SLAの規定には「サービスの可用性」「応答時間」「エラー率」などの指標が含まれます。サービス提供会社はSLAで提示した指標の基準を満たす必要があります。もし基準を下回った場合は、SLAの定めに従い、料金の減額や返金等の対応を行うことがあります。ただし、減額や返金等の詳細は契約内容によります。
サービスレベル目標(SLO)との違い
「サービスレベル目標(SLO)」とは、サービスに期待されるパフォーマンス目標値のことです。基準を満たすことが前提となっているSLAとは異なり、SLOは一般的にサービス提供会社側の目標として扱われるケースが多くなっています。
重要業績評価指標(KPI)との違い
「重要業績評価指標(KPI)」とは、組織の目標達成の進捗状況を把握するために、重要な業績の評価を管理する指標です。利用者との間で合意するSLOとは異なり、KPIは組織内の経営戦略の場面で用いられます。
サービスレベルアグリーメント(SLA)のメリット
サービスレベルアグリーメント(SLA)を締結すると、どのようなメリットが期待できるのでしょうか。

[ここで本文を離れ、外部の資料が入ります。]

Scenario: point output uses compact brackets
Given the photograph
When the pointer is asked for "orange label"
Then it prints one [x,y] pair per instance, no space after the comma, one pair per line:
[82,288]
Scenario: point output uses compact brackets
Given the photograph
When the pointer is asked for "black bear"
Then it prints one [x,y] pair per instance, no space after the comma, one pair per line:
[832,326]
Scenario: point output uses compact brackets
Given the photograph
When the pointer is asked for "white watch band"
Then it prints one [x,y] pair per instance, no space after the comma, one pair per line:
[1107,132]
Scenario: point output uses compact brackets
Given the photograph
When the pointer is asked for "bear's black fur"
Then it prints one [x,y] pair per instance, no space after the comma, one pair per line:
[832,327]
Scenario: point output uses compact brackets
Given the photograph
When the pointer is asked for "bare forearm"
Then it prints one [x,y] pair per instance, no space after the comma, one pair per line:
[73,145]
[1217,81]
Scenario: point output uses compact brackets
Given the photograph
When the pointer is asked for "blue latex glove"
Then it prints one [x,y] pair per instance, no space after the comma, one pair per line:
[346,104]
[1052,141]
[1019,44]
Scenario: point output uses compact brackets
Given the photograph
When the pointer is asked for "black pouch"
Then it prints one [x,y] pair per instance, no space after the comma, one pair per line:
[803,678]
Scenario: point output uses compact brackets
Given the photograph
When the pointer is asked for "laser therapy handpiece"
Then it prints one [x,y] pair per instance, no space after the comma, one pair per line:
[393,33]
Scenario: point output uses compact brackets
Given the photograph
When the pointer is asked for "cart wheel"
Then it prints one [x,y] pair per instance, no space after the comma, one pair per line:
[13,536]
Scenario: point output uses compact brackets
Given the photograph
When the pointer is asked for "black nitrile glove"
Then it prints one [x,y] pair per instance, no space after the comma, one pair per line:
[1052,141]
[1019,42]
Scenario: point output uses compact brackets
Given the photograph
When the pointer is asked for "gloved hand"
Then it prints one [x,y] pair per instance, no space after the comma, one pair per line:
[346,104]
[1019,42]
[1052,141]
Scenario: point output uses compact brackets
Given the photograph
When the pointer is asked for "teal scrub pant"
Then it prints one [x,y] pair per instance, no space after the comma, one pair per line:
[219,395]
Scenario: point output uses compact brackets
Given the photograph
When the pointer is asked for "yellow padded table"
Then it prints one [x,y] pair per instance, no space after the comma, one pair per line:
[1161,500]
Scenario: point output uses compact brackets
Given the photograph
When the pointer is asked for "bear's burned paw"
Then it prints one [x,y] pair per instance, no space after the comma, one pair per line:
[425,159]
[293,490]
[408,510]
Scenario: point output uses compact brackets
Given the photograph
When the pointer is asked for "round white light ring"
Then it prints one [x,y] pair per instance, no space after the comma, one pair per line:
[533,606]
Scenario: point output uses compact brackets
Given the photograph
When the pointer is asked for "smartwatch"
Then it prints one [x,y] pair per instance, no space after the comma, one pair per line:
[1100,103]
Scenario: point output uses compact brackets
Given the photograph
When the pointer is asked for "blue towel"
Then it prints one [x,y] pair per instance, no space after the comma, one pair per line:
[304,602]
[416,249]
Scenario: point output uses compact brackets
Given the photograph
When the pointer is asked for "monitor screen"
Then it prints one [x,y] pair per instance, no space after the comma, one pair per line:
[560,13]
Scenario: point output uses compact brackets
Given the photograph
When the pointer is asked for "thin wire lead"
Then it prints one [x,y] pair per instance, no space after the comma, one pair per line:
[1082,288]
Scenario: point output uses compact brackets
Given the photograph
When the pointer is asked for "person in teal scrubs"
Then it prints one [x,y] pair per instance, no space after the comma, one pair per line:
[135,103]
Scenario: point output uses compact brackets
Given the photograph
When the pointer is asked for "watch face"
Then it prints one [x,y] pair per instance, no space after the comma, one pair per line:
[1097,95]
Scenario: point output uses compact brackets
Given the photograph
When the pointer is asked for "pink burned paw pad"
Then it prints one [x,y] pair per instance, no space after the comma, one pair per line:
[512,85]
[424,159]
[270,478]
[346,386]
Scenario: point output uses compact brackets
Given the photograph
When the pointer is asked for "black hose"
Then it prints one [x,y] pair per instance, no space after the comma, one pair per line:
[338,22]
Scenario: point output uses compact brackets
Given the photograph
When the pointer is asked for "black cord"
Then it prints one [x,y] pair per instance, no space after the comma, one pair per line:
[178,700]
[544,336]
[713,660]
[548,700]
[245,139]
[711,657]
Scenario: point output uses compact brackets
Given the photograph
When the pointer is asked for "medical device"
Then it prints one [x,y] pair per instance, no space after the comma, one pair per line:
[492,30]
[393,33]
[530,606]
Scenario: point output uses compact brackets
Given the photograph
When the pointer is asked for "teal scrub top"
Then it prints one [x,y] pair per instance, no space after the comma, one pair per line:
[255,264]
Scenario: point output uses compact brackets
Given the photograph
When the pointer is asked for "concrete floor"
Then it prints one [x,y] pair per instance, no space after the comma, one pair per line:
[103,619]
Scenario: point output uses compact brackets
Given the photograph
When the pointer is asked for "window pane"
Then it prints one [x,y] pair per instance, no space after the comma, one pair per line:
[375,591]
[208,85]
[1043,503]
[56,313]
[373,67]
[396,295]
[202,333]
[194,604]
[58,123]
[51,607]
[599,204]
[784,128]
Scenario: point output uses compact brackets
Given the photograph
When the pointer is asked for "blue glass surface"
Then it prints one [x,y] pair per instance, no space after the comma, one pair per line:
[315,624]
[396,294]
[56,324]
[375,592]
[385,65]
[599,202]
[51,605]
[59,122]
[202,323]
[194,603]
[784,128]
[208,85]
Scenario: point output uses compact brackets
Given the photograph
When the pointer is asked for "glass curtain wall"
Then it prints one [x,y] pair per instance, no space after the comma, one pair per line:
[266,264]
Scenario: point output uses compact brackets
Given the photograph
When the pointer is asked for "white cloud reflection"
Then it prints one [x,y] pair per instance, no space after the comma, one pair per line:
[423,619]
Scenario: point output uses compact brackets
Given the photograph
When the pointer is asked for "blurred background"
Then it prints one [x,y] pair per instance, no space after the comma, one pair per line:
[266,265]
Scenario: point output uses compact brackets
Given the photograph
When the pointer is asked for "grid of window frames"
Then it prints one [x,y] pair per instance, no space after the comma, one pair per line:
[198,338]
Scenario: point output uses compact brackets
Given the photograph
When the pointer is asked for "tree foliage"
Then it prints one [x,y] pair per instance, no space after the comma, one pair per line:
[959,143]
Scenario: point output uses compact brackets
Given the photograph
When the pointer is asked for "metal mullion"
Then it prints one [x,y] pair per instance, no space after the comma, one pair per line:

ここでは、サービス提供者側の視点でメリットを解説します。
サービス内容や提供範囲を明確化できる
SLAの締結によって、サービス内容やサービスの提供範囲が明確になり、利用者側と認識を一致させることが可能です。サービス提供後のトラブル防止につながります。
サービス品質のレベルを定量的に測定できる
SLAではサービス品質を定量的に測定する指標が用いられます。自社のサービス品質を数値化し、客観的なデータに基づいて詳細にモニタリングすることが可能です。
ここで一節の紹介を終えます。